The Law Society representative body expects to take control of voluntary programmes no later than June after council voted in favour of transferring them back from the SRA (see [2009] Gazette, 5 February, 3).
The regulatory body last week ‘reserved the right to ask the council to reconsider’ but has not made a decision yet.
The SRA has been in control of three mandatory and 11 voluntary schemes since 2007 but the Society maintains that voluntary programmes are not a regulatory matter.
At an SRA board meeting, members agreed to carry out a ‘rapid review’ of voluntary accreditation schemes, in consultation with the Legal Services Commission and Office of the Immigration Services Commissioner, to find out which have a regulatory function and which should be mandatory.
A public paper presented to the meeting was highly critical of the Society’s management of the issue. ‘The woeful process which has allowed the representative Law Society unilaterally to narrow the SRA’s regulatory functions, apparently ignoring the views of not only the SRA but also the reservations expressed by the Legal Services Commission, the Office of the Immigration Services Commissioner and the Legal Services Board, is symptomatic of the current governance difficulties in the Law Society Group.’

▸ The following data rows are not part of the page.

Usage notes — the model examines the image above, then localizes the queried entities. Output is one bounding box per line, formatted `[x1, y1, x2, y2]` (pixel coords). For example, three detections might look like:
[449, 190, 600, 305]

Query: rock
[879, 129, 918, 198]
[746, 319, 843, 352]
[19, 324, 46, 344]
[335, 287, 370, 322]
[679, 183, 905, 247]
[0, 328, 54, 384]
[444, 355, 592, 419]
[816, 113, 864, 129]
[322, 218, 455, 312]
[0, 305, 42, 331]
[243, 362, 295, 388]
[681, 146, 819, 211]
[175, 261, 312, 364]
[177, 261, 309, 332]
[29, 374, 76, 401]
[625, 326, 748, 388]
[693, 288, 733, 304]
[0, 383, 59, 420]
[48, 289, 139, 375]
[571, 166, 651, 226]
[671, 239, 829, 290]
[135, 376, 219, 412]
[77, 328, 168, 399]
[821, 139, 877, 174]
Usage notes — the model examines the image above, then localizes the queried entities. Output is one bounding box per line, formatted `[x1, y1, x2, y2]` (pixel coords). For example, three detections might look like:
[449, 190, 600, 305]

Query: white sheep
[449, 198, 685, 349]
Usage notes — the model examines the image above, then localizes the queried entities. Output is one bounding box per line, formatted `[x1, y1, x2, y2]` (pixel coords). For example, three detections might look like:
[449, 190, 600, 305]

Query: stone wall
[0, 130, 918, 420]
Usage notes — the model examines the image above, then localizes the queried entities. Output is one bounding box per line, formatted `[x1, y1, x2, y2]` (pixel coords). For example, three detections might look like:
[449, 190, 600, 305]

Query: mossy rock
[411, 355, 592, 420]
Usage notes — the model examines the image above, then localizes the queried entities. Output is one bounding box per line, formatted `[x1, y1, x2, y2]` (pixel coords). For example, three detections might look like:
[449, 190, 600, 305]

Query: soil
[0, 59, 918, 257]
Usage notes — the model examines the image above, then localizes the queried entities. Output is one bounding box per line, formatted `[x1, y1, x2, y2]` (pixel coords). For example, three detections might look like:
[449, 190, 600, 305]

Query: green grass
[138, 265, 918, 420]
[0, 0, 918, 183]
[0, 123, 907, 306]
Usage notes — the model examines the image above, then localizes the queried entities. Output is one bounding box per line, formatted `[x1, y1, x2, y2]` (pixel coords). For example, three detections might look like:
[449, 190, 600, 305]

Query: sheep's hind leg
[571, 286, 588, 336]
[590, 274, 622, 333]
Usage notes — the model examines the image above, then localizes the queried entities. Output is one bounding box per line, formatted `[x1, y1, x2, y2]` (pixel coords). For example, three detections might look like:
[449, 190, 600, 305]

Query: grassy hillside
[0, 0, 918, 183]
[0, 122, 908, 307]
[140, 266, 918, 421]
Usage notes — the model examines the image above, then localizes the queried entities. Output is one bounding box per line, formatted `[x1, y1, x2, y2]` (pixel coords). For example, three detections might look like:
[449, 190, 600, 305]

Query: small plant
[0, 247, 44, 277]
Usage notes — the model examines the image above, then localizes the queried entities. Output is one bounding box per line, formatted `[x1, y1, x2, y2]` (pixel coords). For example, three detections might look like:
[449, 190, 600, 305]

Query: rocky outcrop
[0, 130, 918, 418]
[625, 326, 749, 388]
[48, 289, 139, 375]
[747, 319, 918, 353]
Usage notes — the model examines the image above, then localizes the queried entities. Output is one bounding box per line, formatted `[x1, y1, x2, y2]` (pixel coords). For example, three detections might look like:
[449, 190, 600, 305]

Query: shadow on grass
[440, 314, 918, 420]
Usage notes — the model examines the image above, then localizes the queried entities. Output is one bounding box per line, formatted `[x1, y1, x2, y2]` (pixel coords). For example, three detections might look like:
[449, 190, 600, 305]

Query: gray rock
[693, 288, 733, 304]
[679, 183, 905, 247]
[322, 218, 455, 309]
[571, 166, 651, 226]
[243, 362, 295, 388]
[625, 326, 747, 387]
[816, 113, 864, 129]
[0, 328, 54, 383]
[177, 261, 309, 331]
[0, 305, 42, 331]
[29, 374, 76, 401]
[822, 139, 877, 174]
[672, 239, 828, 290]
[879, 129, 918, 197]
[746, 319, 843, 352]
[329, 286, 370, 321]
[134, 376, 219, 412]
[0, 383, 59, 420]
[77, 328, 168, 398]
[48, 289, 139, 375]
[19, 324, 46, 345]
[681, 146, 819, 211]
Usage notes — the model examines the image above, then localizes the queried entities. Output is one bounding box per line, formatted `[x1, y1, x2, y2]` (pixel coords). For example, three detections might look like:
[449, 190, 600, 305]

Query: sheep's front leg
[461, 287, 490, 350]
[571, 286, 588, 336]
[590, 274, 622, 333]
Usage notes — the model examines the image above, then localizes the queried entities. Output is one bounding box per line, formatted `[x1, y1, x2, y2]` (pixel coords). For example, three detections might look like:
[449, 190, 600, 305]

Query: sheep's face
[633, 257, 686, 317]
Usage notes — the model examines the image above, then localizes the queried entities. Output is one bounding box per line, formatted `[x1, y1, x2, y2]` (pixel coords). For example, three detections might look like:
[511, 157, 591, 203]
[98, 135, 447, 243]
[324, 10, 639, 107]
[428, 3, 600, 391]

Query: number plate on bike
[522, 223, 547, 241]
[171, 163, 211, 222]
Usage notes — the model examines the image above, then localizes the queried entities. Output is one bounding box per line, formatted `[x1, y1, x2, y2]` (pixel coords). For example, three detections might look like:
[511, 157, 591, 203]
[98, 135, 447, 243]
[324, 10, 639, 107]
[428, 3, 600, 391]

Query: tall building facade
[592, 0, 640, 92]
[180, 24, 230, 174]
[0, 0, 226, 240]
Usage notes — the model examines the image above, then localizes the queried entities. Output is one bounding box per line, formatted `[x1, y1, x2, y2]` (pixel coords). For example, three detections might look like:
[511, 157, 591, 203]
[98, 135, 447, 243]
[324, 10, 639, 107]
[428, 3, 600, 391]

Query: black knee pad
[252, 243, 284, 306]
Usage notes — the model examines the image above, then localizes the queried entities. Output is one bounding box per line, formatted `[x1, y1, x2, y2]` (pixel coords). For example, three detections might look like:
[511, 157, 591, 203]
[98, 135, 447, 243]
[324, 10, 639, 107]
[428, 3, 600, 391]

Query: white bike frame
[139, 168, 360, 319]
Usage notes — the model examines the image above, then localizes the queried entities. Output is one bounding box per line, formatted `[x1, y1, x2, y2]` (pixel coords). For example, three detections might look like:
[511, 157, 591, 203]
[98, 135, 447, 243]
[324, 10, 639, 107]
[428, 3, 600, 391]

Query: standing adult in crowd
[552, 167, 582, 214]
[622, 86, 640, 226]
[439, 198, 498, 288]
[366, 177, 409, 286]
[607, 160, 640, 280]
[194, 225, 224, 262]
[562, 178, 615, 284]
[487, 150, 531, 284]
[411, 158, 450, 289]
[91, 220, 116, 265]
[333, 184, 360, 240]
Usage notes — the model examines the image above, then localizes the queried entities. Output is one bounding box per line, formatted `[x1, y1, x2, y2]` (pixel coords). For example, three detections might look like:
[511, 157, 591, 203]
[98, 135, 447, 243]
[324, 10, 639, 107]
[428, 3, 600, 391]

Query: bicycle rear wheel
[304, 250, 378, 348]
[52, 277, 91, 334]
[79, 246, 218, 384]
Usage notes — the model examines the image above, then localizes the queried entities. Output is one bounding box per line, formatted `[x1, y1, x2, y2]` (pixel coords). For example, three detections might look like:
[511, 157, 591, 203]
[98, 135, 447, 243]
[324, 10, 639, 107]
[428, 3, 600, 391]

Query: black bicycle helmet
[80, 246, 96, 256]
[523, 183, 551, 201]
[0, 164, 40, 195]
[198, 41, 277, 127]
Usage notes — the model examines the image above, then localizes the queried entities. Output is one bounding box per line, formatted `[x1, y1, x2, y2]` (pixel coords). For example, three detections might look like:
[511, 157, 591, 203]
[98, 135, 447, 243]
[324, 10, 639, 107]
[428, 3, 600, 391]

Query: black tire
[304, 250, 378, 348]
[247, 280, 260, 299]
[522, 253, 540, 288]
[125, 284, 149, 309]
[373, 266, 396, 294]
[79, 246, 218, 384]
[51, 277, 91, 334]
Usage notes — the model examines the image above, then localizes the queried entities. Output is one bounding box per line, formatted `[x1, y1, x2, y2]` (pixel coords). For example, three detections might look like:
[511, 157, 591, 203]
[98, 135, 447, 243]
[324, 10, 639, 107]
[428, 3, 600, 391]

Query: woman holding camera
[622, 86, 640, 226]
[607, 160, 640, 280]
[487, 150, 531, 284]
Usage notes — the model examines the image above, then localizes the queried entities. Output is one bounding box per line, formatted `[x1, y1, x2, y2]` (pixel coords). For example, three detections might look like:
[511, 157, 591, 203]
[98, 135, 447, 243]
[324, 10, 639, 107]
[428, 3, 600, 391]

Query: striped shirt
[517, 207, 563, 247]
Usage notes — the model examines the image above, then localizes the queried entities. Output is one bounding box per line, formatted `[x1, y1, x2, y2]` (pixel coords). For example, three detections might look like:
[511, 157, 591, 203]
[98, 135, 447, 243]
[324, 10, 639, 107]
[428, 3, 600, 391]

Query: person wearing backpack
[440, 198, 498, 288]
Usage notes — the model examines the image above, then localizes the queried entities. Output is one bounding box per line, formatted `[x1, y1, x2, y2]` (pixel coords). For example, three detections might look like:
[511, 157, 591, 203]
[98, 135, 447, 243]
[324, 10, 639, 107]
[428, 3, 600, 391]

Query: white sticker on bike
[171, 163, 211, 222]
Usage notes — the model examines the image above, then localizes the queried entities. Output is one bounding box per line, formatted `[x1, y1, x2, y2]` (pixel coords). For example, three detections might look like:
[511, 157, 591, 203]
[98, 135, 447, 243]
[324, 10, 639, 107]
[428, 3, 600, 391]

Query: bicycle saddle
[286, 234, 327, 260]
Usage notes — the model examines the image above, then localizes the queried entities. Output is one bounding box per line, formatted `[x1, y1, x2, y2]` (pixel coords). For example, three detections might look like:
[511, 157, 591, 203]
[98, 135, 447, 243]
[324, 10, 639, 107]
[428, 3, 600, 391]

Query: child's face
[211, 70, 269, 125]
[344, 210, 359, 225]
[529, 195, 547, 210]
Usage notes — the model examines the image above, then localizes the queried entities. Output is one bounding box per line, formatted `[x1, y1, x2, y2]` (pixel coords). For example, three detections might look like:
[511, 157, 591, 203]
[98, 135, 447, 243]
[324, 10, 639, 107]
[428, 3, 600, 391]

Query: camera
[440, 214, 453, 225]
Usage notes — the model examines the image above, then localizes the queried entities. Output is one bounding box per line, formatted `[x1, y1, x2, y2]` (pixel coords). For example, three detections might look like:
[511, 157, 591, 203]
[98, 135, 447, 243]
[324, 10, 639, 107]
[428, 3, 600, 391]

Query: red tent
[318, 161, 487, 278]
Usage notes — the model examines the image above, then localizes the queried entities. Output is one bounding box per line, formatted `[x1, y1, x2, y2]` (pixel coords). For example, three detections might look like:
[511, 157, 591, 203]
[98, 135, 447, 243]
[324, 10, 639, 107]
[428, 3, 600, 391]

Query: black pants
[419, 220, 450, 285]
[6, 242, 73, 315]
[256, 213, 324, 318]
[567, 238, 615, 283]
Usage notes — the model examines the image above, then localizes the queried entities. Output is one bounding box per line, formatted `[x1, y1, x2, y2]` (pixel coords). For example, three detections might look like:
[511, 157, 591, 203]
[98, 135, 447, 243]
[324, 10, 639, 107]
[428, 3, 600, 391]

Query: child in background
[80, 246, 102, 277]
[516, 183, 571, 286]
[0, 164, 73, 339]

The paper says the board hopes the LSB will be able to ‘cure this problem’ and that a ‘practical solution, which can protect the public interest without further unnecessarily exacerbating the differences between the Law Society and the SRA’ is needed.
Law Society chief executive Des Hudson said: ‘The council took the decision on this after prolonged consultation with the SRA and we look forward to the implementation so that the Law Society can start work to reinvigorate the schemes and increase their value to solicitors.
‘Our position is very clear – we recognise the right of SRA to set standards and deal with compulsory accreditation schemes, including the need to deliver accreditation schemes where the market will not. Voluntary schemes are not matters that usually require the regulator’s involvement.’